I am sad that both Outblaze and Earthlink have removed their support of SPF. On the other hand, other major ISPs such as Roadrunner, have added support for SPF during that same time period. While it would be nice if there was a steady increase in SPF support, I am not surprised that various organizations have been adding and deleting SPF records, as they have since the beginning.
SPF allows you to apply reputations to incoming email, so that known spamming domains can be blocked, and known good domains can be let through, even if the email uses a few spammy keywords. Many spammers are stupid and will publish SPF records even if it hurts them. Even more marketing departments think what they are doing isn't spamming, and so they publish SPF records too.
I've never figured out why folks like CiperTrust are so worried when lots of email that is spam shows up with valid SPF records. This, again, is a good thing. It lets us block them easier.

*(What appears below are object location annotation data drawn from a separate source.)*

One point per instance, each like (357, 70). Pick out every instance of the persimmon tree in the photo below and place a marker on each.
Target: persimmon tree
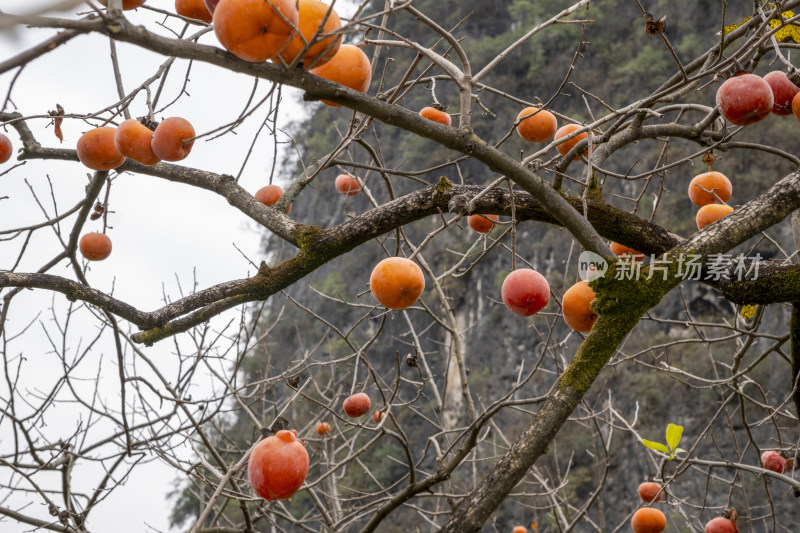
(468, 466)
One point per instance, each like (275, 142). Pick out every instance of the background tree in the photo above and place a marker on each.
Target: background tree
(490, 418)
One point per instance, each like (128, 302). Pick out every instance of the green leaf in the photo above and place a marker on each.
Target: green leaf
(657, 446)
(674, 433)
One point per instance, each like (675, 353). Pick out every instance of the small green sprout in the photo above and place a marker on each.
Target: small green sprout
(671, 449)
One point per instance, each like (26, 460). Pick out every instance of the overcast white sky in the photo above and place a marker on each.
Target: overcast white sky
(161, 231)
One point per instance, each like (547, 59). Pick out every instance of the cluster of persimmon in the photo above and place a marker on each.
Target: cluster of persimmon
(289, 32)
(106, 148)
(651, 520)
(6, 149)
(747, 98)
(535, 124)
(397, 283)
(710, 190)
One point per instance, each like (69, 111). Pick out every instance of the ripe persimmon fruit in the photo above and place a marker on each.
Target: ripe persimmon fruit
(436, 114)
(621, 250)
(745, 99)
(539, 127)
(349, 67)
(277, 466)
(96, 149)
(648, 520)
(772, 460)
(5, 148)
(525, 292)
(95, 246)
(796, 106)
(173, 139)
(127, 4)
(270, 194)
(396, 282)
(721, 524)
(482, 223)
(783, 91)
(710, 213)
(576, 307)
(312, 13)
(711, 181)
(347, 184)
(650, 491)
(255, 30)
(356, 405)
(133, 139)
(193, 9)
(565, 147)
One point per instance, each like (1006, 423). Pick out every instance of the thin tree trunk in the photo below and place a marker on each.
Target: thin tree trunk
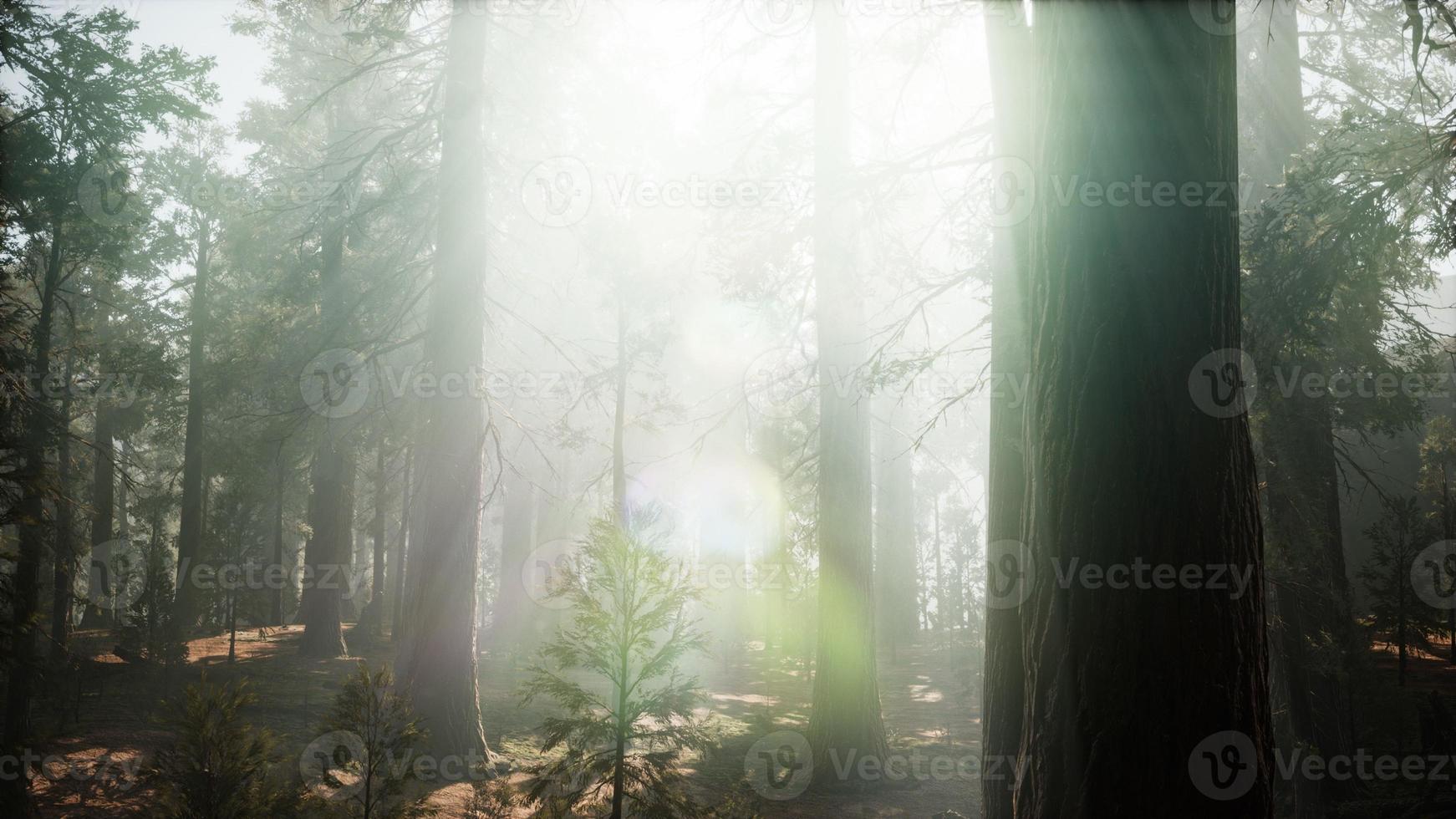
(619, 420)
(1008, 51)
(31, 520)
(104, 469)
(896, 561)
(331, 504)
(437, 661)
(845, 715)
(406, 498)
(1124, 465)
(512, 603)
(190, 530)
(64, 565)
(280, 476)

I don't believe any single system will stop spam. I think that DNSBLs, bayesian analysis, SPF, DKIM, DCC/Razor, detection of deceptive HTML, legal pursuit, ISPs kicking off spammers, etc. all can play an important part of reducing spam. Spam, like other forms of theft, will never go away, but to stop theft we don't *just* depend on the police. We also have locks on our doors, we have neighborhood watches, we keep doors well lit, etc.
I would be very happy to have viruses stop forging my email address. If SPF accomplishes that, then it has gone a long way toward fulfilling it's promise.
If viruses are forced to use the legitimate identies of their hijacked machines, that makes them very much easier to trace and do something about. Suddenly all those worthless messages from brain dead antivirus programs become meaningful and useful. If I only got a message from a virus scanner on a remote machine when it really had detected a virus laden message coming from my machine, that would be quite useful instead of the meaningless waste of bandwidth it is now.
Mail authentication is wishful thinking because its symptom fighting. So speaking of all the benefits achieved once mail authentication is achieved are simply bogus.
There are existing tools out there that could significantly cut into spam. Without overhauling currently established designs. Without opening up potentially new holes. Without putting additional requirements on currently installed software. So why not use that first before overhauling the lot? Or put in other words. Suppose mail authentication doesn't work out quite as expected. How easy would it be to rip it out again?
Why is it that when something doesn't work out as expected it first gets ignored for years. To then be followed by a cry for updates and upgrades? Why not first see if the objective can be reached with existing means?